В старых требниках встречаются раскрашенные картинки, в которых, богоматерь изображена с глубокой морщиной на каждой щеке -- печальным знаком, которым художник как бы говорит: "Посмотрите, как много она плакала!" Эту морщину -- морщину слез, клянусь, я увидел -- на исхудалом лице г-жи Эйсет, когда она, похоронив сына, вернулась в Лион.

Бедная мать! С того дня она не улыбалась более. Она не снимала более черного платья, печать скорби не сходила с ее лица. В одежде, как и в сердце, она носила глубокий траур по сыне и никогда не снимала его... В остальном все осталось попрежнему в доме Эйсетов, только общее настроение стало несколько более мрачным. Кюре Сен-Низьера заказал несколько панихид по усопшей душе аббата. Выкроили для нас два черных костюма из старого сюртука отца, и жизнь, печальная жизнь, потекла попрежнему.

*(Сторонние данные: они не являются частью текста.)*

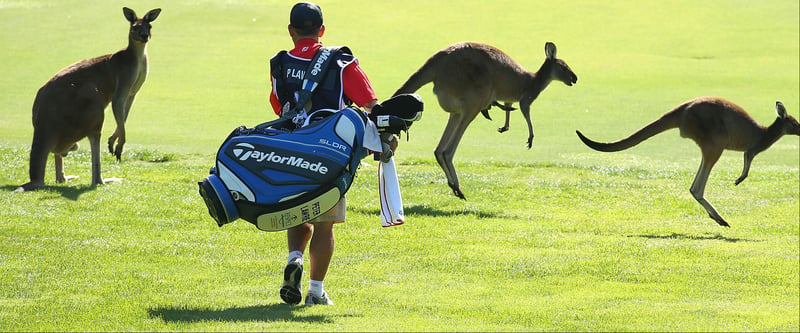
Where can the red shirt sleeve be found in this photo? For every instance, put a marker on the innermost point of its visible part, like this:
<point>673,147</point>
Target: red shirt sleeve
<point>273,98</point>
<point>356,85</point>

Прошло уже некоторое время со дня смерти незабвенного аббата. Однажды вечером, ложась спать, я был крайне удивлен странными приемами Жака, который заботливо запер нашу комнату на ключ, тщательно заложил все щели в дверях и, покончив с этими приготовлениями, подошел ко мне с торжественным и вместе с тем таинственным видом.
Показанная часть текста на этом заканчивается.